Seperti yang diingatkan oleh filsuf Prancis, Michel Foucault, kekuasaan tidak hanya hadir dalam bentuk represi, tetapi juga dalam bentuk wacana.
Siapa yang memiliki kuasa untuk mendefinisikan 'laki-laki ideal' juga memiliki kuasa atas imajinasi kolektif perempuan.
Dalam konteks ini, industri Korea telah dengan sangat halus dan canggih mengkolonisasi ruang batin kita.
Kita tidak hanya mengimpor produk, tetapi juga membiarkan sistem nilai dan standar cinta yang dikonstruksi negara lain membentuk identitas emosi bangsa kita.
Jika Indonesia tidak segera membangun narasi tandingan, perempuan Indonesia hanya akan menjadi penonton dari peradaban bangsa lain—terus-menerus menelan imajinasi romantik yang bukan hanya palsu, tetapi juga menjebak.

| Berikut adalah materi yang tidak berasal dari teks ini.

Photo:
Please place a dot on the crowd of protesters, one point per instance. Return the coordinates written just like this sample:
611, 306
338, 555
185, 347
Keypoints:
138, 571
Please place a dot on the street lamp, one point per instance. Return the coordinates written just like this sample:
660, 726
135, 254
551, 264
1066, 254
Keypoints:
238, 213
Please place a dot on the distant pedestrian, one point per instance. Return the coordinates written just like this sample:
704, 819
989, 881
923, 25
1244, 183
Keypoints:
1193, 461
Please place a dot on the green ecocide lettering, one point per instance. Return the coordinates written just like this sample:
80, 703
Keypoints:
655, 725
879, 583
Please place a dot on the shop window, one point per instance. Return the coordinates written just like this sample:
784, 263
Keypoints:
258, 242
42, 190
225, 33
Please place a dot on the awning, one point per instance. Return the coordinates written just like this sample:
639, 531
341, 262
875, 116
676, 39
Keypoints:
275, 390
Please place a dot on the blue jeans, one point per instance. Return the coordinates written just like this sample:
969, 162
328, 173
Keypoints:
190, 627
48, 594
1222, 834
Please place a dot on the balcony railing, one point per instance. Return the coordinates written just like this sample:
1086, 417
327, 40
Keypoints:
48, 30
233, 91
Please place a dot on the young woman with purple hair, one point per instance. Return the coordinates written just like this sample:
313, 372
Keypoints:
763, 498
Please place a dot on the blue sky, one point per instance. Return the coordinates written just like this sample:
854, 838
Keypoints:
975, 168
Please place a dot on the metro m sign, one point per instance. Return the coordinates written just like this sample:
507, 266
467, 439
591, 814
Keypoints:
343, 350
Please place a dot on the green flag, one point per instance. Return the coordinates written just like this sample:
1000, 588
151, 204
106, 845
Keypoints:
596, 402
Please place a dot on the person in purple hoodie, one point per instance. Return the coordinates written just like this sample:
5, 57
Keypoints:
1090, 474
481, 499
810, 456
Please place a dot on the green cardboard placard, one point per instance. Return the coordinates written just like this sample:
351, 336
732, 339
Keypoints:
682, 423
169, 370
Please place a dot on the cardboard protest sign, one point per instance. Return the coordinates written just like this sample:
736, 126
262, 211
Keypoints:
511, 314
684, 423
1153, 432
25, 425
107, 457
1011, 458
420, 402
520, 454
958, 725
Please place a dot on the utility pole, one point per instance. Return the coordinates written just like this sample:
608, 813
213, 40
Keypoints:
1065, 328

Kita harus mulai melihat drama Korea bukan sebagai realitas, melainkan sebagai artefak budaya: ia menyimpan jejak trauma kolektif, harapan, dan bahkan ketimpangan yang coba dihaluskan dalam narasi cinta.
Maka yang kita butuhkan bukan sekadar menonton dengan mata, tetapi membaca dengan kesadaran. Membaca, seperti kata Walter Benjamin, adalah "melihat dengan cara yang berbeda."
Maka pertanyaannya bukan lagi sekadar, “Kenapa perempuan Indonesia menyukai pria Korea?” tetapi, “Apa yang sedang dicari oleh perempuan melalui pria Korea dalam drama?”
Apakah mereka merindukan kelembutan yang tak mereka temukan di sekelilingnya? Atau justru mereka sedang melawan realitas sosial yang keras dengan membangun ruang batin yang lembut dan utopis, meskipun semu?
Di titik ini, drama Korea bukan hanya soal hiburan. Ia menjadi jendela yang mengantar kita menengok ke dalam: ke ruang-ruang kosong dalam jiwa manusia modern yang rindu pada kasih yang tidak manipulatif, perhatian yang tidak transaksional, dan cinta yang tidak perlu selalu rasional.
Maka dari itu, alih-alih menyalahkan perempuan yang tergila-gila pada pria Korea, barangkali lebih adil jika kita bertanya: apa yang telah gagal diberikan oleh masyarakat kita sendiri kepada mereka, hingga fiksi terasa lebih bisa dipercaya daripada kenyataan?
Seberapa jauh kita memahami bahwa kebutuhan akan kelembutan, penghargaan, dan cinta yang tulus adalah kebutuhan universal yang belum sepenuhnya terpenuhi dalam tatanan sosial kita?